\documentclass[11pt]{article}
\usepackage{amsmath,amssymb,amsthm}
\DeclareMathOperator*{\E}{\mathbb{E}}
\let\Pr\relax
\DeclareMathOperator*{\Pr}{\mathbb{P}}
\newcommand{\eps}{\epsilon}
\newcommand{\inprod}[1]{\left\langle #1 \right\rangle}
\newcommand{\R}{\mathbb{R}}
\newcommand{\handout}[5]{
\noindent
\begin{center}
\framebox{
\vbox{
\hbox to 5.78in { {\bf CS 388R: Randomized Algorithms } \hfill #2 }
\vspace{4mm}
\hbox to 5.78in { {\Large \hfill #5 \hfill} }
\vspace{2mm}
\hbox to 5.78in { {\em #3 \hfill #4} }
}
}
\end{center}
\vspace*{4mm}
}
\newcommand{\lecture}[4]{\handout{#1}{#2}{#3}{Scribe: #4}{Lecture #1}}
\newtheorem{theorem}{Theorem}
\newtheorem{corollary}[theorem]{Corollary}
\newtheorem{lemma}[theorem]{Lemma}
\newtheorem{observation}[theorem]{Observation}
\newtheorem{proposition}[theorem]{Proposition}
\newtheorem{definition}[theorem]{Definition}
\newtheorem{claim}[theorem]{Claim}
\newtheorem{fact}[theorem]{Fact}
\newtheorem{assumption}[theorem]{Assumption}
% 1-inch margins, from fullpage.sty by H.Partl, Version 2, Dec. 15, 1988.
\topmargin 0pt
\advance \topmargin by -\headheight
\advance \topmargin by -\headsep
\textheight 8.9in
\oddsidemargin 0pt
\evensidemargin \oddsidemargin
\marginparwidth 0.5in
\textwidth 6.5in
\parindent 0in
\parskip 1.5ex
\begin{document}
\lecture{13 --- October 14, 2015}{Fall 2015}{Prof.\ Eric Price}{John Kallaugher, Elliot Meyerson}
\section{Overview}
This lecture is about the use of probabilistic ``fingerprints'' to test equality for objects that are large or expensive to compute explicitly.

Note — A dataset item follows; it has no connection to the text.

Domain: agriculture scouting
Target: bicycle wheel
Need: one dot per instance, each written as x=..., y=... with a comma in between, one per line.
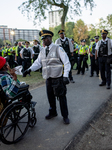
x=15, y=121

\section{Matrix Multiplication}
Given $A,B,C \in \mathbb{R}^{n \times n}$, we would like to know whether:
$$
AB = C
$$
The most obvious way to check this would be to directly compute $AB$, and then check whether it is equal to $C$. This takes $O(n^3)$ time using the naive method for matrix multiplication, which can be reduced to $O(n^{2.373})$ with horrible constants through more advanced methods.
Suppose, instead, we choose a random $r \in \mathbb{R}^n$, and check whether:
$$
ABr = Cr
$$
Then clearly this will hold if $AB = C$. But what if $AB \not = C$?
Then $AB-C$ has rows $(v_i)_{i \in \lbrack n\rbrack}$, at least one of which is non-zero, and $ABr = Cr$ will hold iff $v_ir = 0$ for all $i$.
So we would like to bound $\mathbb{P}\lbrack vr | v \not = 0\rbrack$, and thus the probability that $ABr = Cr$ when $AB \not = C$.
Let $r$ be drawn uniformly from $\lbrace0,1\rbrace^n$, and let $i$ be an index such that $v_i \not = 0$. Then let $r_{-i}^a$ be the event that $(r_1,\dots,r_{i-1},r_{i+1},\dots,r_n) = a$ for any $a \in \lbrace0,1\rbrace^{n-1}$.
\begin{align*}
\mathbb{P}\lbrack vr & =0 \rbrack = \sum_a\mathbb{P}\left\lbrack r_iv_i = - \sum_{j\not=i} r_jv_j \middle| r_{-i}^a\right\rbrack \mathbb{P}\lbrack r_{-i}^a\rbrack\\
& \leq \max_a \mathbb{P}\left\lbrack r_iv_i = - \sum_{j\not=i} r_jv_j \middle| r_{-i}^a\right\rbrack\\
& \leq \frac{1}{2}
\end{align*}
As $r_i$ is uniformly distributed among 2 values, at most one of which can satisfy the equation.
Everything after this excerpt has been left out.